I assume this is because soldering irons in the 50s and 60s looked rather like this?
So what happens if you use modern temperature controlled soldering irons? Can you still damage a germanium transistor?
I took a vintage Green Spot PNP Germanium transistor (never used in circuit) and measured its parameters using a @peakatlas DCA75. So I had a baseline. Yep, Ge transistors really are that poorly performing.
I soldered the transistor to a bit of tag strip (also vintage and unused) with a modern temp controlled iron set at 300C. I used modern rosin cored eutectic lead / tin solder, with a heat shunt clamped to each leg of the transistor then measured the transistor again.
Leakage was perhaps fractionally higher, but no massive changes. Which is what I'd hope to see.
I unsoldered the transistor (with a heat shunt) then set the soldering iron to 400C and resoldered the part to fresh tagboard points using no heat shunt.

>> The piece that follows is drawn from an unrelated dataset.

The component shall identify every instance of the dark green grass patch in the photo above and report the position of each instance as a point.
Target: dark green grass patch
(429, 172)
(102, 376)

Again I measured its performance after it had cooled down (metal case of transistor reached about 50c during soldering)
Measurements after soldering at 400C with no shunt.
Annoyingly, the DCA75 didn't use the same steps and currents for each set of measurements, but we can see that nothing drastic occurs to the transistor's performance.
This suggests to me that parts I had long though to be essentially thermal fuses, can stand up to a bit more abuse than was written about. Albeit with modern tools, not something you'd fix a stained glass window with. This makes me feel better about reflowing modern parts
So, should I torture the green spot further, should I see where it fails? Or should I give it a happy retirement in a circuit?